Un partenariat public privé difficile à nouer

Ce n’est pas la première fois que le Cameroun et le Congo lancent un appel d’offres international  pour le projet de construction du barrage de Chollet. Le plus récent est celui lancé le 23 avril 2023 avec pour objectif de recruter un bureau d’études pour la réalisation des études (environnementales et financières), du projet d’aménagement hydroélectrique de Chollet et des lignes électriques associées. D’après un récent communiqué conjointement signé par les ministres en charge de l’Energie du Cameroun et du Congo, ce dernier a été déclaré infructueux. Un second échec qui intervient après la résiliation en 2022, du contrat signé un an plus tôt, entre les deux pays et l’entreprise chinoise China Gezhouba group international engineering Co Ltd.  Selon le cahier de charges consulté par Défis Actuels, elle devait réaliser l’étude d’impact environnemental et social, les voies d’accès au site dans les deux pays d’Afrique centrale, le barrage, la centrale hydroélectrique, les postes et lignes électriques associées, la mise en service et l’exploitation des infrastructures dans le cadre d’un contrat en mode BOT (Build Operate Transfer).

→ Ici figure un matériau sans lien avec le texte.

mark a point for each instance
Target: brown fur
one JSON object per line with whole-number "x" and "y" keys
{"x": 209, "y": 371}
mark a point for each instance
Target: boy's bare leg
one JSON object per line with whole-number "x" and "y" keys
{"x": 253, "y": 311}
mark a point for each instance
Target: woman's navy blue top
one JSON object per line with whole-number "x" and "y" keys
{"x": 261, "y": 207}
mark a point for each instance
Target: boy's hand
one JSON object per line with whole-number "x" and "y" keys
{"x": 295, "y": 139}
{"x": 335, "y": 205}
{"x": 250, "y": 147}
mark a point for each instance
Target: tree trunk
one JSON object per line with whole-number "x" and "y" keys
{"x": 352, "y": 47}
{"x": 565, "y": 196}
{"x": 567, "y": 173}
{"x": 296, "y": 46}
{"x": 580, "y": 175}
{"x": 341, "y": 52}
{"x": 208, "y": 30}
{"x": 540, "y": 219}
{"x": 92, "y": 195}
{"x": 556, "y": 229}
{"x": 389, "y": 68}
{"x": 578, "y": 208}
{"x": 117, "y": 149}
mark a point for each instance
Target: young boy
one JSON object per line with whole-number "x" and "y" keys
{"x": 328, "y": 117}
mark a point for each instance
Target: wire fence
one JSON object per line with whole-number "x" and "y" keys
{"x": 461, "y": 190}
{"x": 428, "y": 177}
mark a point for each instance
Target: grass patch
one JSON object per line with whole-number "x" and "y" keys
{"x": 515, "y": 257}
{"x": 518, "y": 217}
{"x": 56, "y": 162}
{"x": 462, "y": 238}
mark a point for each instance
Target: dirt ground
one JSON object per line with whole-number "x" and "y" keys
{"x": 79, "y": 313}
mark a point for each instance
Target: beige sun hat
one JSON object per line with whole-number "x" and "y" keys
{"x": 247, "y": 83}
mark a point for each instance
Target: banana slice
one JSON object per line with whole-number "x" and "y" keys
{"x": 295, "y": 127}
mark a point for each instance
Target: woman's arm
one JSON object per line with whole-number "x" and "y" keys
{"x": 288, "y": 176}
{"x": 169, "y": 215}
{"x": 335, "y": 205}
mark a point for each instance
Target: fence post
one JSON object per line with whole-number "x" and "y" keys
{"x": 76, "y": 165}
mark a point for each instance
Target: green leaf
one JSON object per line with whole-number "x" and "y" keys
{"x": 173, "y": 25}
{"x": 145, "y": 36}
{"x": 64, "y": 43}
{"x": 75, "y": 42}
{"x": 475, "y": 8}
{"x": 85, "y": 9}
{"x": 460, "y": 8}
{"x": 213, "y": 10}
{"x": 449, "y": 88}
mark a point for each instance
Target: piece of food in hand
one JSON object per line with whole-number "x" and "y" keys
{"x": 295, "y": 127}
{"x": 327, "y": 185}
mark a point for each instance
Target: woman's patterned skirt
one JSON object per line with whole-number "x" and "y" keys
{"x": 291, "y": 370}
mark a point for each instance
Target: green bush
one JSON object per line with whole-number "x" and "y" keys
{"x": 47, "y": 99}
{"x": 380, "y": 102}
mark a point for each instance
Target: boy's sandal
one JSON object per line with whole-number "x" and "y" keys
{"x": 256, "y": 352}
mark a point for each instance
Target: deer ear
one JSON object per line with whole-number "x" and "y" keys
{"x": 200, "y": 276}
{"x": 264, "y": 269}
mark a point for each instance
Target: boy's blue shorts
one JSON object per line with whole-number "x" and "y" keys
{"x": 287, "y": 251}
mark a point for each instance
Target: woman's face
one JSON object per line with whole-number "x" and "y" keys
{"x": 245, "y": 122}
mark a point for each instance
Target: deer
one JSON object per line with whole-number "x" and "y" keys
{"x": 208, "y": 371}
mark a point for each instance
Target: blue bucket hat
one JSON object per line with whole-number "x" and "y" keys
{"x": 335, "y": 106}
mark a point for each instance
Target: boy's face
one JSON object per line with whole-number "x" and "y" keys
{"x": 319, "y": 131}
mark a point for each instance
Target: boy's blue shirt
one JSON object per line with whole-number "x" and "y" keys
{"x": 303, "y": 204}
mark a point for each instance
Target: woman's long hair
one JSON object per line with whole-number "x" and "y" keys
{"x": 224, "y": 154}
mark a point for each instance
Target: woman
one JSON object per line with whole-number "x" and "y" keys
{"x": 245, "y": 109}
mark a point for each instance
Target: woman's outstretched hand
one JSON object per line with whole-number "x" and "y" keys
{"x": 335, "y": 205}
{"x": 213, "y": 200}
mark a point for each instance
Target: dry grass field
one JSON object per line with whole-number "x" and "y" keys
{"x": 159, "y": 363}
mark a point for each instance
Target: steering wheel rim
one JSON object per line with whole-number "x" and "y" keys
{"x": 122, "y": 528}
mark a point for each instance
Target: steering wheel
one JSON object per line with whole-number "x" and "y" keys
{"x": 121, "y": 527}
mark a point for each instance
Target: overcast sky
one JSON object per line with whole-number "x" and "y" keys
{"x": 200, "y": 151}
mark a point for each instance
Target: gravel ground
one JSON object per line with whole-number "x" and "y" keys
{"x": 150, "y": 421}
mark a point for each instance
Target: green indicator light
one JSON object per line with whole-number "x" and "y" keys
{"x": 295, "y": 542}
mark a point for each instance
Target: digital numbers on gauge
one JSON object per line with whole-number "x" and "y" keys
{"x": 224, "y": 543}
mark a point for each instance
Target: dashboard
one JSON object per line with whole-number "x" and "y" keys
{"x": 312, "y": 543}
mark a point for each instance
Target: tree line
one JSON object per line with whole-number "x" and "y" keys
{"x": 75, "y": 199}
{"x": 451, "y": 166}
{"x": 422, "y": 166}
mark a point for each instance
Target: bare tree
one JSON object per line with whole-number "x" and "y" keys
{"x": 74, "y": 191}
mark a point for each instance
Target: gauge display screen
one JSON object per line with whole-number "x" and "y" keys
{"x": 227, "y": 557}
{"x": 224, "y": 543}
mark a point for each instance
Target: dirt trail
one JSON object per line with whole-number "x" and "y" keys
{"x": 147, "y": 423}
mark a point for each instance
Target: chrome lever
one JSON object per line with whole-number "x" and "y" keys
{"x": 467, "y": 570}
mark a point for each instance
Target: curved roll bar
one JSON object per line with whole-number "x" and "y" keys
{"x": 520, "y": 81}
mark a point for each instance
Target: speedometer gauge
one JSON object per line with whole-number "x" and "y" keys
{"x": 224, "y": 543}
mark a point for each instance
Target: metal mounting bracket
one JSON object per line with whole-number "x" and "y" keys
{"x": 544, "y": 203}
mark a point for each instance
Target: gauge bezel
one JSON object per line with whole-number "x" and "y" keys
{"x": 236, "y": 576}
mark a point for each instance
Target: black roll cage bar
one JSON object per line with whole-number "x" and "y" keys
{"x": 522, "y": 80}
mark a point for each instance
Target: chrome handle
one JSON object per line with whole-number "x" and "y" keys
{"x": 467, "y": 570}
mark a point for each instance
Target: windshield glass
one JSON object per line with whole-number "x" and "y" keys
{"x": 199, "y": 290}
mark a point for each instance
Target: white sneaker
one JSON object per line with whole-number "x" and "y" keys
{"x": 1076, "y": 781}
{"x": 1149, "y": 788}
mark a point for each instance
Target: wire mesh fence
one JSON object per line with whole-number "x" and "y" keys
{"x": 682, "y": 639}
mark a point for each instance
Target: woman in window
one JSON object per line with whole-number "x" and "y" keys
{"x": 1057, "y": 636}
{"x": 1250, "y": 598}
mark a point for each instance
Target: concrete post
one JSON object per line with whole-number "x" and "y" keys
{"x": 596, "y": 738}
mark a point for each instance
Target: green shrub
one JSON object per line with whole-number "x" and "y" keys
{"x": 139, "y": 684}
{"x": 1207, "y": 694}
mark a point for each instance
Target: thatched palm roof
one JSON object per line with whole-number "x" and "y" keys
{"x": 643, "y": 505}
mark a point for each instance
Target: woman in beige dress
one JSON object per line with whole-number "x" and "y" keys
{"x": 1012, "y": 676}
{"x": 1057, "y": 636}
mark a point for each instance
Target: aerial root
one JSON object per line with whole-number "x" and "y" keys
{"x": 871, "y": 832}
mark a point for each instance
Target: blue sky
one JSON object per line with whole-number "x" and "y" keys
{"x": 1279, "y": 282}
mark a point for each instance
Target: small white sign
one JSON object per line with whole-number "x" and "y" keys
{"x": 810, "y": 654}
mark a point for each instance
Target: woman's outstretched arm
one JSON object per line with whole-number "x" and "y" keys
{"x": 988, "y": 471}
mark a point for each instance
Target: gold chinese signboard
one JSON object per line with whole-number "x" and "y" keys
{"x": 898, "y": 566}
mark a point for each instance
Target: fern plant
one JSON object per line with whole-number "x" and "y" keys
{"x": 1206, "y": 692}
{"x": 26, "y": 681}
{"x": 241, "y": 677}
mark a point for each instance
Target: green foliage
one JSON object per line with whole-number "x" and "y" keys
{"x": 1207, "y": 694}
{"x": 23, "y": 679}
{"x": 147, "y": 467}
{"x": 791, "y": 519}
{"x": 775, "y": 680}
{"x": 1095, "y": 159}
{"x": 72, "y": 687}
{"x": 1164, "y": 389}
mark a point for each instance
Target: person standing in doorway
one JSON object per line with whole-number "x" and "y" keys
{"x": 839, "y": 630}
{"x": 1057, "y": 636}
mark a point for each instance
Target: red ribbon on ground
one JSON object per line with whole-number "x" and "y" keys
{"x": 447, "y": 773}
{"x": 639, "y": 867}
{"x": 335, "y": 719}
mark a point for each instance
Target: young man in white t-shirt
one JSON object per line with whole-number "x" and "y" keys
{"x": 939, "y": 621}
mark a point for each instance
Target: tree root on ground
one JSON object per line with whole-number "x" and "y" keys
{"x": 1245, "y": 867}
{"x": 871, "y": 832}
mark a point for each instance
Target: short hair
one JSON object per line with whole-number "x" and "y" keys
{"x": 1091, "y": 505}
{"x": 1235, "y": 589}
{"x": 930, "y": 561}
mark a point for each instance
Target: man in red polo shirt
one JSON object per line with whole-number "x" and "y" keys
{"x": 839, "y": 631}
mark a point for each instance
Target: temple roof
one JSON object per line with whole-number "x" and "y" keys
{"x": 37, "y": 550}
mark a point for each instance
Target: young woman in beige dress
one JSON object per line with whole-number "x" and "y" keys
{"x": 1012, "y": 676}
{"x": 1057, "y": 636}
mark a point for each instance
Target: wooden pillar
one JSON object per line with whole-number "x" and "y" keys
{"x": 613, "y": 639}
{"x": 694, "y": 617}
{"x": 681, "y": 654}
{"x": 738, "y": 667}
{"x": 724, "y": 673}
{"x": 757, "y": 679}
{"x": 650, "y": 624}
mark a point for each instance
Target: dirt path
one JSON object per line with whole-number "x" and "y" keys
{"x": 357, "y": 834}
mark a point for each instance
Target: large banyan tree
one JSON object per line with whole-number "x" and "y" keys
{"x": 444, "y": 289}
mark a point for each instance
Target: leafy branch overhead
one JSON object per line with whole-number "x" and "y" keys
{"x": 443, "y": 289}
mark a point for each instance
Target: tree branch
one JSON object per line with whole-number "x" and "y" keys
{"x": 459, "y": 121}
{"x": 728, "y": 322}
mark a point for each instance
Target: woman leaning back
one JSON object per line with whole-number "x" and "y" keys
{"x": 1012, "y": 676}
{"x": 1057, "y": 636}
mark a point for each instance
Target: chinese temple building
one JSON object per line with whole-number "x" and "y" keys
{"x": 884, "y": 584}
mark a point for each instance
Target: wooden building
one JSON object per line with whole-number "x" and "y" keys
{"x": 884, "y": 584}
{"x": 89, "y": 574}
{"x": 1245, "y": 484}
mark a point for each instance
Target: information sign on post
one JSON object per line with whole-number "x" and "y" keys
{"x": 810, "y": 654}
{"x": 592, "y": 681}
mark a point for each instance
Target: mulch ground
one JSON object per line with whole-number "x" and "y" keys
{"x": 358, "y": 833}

Annoncé depuis 2018, le barrage hydroélectrique de Chollet, est un projet intégrateur majeur dans la zone Cemac (Cameroun, Congo, Gabon, Tchad, RCA et Guinée équatoriale). D’un coût de 1200 milliards d’après les prévisions qui figurent dans le Programme d’investissements prioritaire (PIP) 2024-2026, cette infrastructure d’une production annoncée de 600MW, sera érigée sur les rivières DJA ET Ngoko, à cheval entre le Cameroun et le Congo.